EMBO J. 2007 Dec 12;26(24):5083-92. doi: 10.1038/sj.emboj.7601922. Epub 2007 Nov 8.
The small Ras-like GTPase Rap1 has been identified as a regulator of integrin activation and cadherin-mediated cell-cell contacts. Surprisingly, null mutants of RAP-1 in Caenorhabditis elegans are viable and fertile. In a synthetic lethal RNAi screen with C. elegans rap-1 mutants, the Ras-like GTPase ral-1 emerged as one of seven genes specifically required for viability. Depletion of exoc-8 and sec-5, encoding two putative RAL-1 effectors and members of the exocyst complex, also caused lethality of rap-1 mutants, but did not affect wild-type worms. The RAP-1 and the RAL-1/exocyst pathway appear to coordinate hypodermal cell movement and elongation during embryonic development. They mediate their effect in part through targeting the alpha-catenin homologue HMP-1 to the lateral membrane. Genetic interactions show that the RAP-1 and RAL-1/exocyst pathway also act in parallel during larval stages. Together these data provide in vivo evidence for the exocyst complex as a downstream RAL-1 effector in cell migration.

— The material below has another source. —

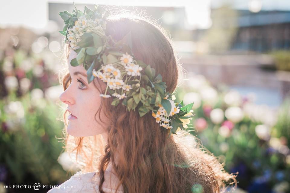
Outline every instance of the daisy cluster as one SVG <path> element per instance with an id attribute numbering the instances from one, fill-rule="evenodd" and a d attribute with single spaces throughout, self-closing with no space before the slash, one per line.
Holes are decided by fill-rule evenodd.
<path id="1" fill-rule="evenodd" d="M 175 97 L 175 96 L 174 96 L 174 95 L 172 95 L 172 100 L 174 100 Z M 167 99 L 168 96 L 168 95 L 167 95 L 164 98 Z M 161 104 L 158 105 L 159 108 L 156 113 L 155 113 L 152 111 L 152 116 L 156 119 L 156 122 L 159 123 L 159 125 L 160 126 L 163 127 L 166 129 L 171 129 L 172 128 L 172 126 L 169 125 L 169 122 L 170 121 L 170 120 L 169 119 L 169 117 L 172 116 L 174 114 L 178 113 L 179 111 L 179 107 L 176 106 L 174 101 L 171 100 L 169 100 L 171 104 L 171 110 L 169 114 L 167 113 Z"/>
<path id="2" fill-rule="evenodd" d="M 101 35 L 105 34 L 106 22 L 100 19 L 94 20 L 84 15 L 75 22 L 72 28 L 67 30 L 67 39 L 72 49 L 78 48 L 77 43 L 82 40 L 82 36 L 85 32 L 95 32 Z"/>
<path id="3" fill-rule="evenodd" d="M 107 88 L 115 91 L 112 96 L 122 99 L 128 96 L 123 92 L 129 91 L 132 89 L 132 85 L 127 84 L 128 81 L 138 81 L 139 83 L 136 84 L 136 86 L 137 87 L 140 87 L 140 80 L 137 79 L 137 77 L 140 76 L 140 71 L 143 69 L 139 65 L 134 63 L 135 62 L 133 58 L 126 53 L 126 54 L 123 54 L 119 62 L 102 65 L 102 68 L 98 71 L 94 69 L 92 74 L 95 77 L 99 78 L 106 83 Z M 121 93 L 118 93 L 120 90 Z M 101 94 L 100 96 L 104 98 L 111 97 L 110 95 L 106 94 L 106 92 L 105 94 Z"/>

小Ras样GTP酶Rap1已被确定为整合素激活和钙黏蛋白介导的细胞间接触的调节因子。令人惊讶的是,秀丽隐杆线虫中RAP-1的缺失突变体是可存活且可育的。在一项针对秀丽隐杆线虫rap-1突变体的合成致死RNA干扰筛选中,Ras样GTP酶ral-1作为七个存活所特别需要的基因之一出现。编码两种假定的RAL-1效应器和外泌体复合体成员的exoc-8和sec-5的缺失,也导致rap-1突变体的致死性,但不影响野生型线虫。RAP-1和RAL-1/外泌体途径似乎在胚胎发育过程中协调皮下细胞的移动和伸长。它们部分通过将α-连环蛋白同源物HMP-1靶向侧膜来介导其作用。遗传相互作用表明,RAP-1和RAL-1/外泌体途径在幼虫阶段也并行发挥作用。这些数据共同为外泌体复合体作为细胞迁移中RAL-1的下游效应器提供了体内证据。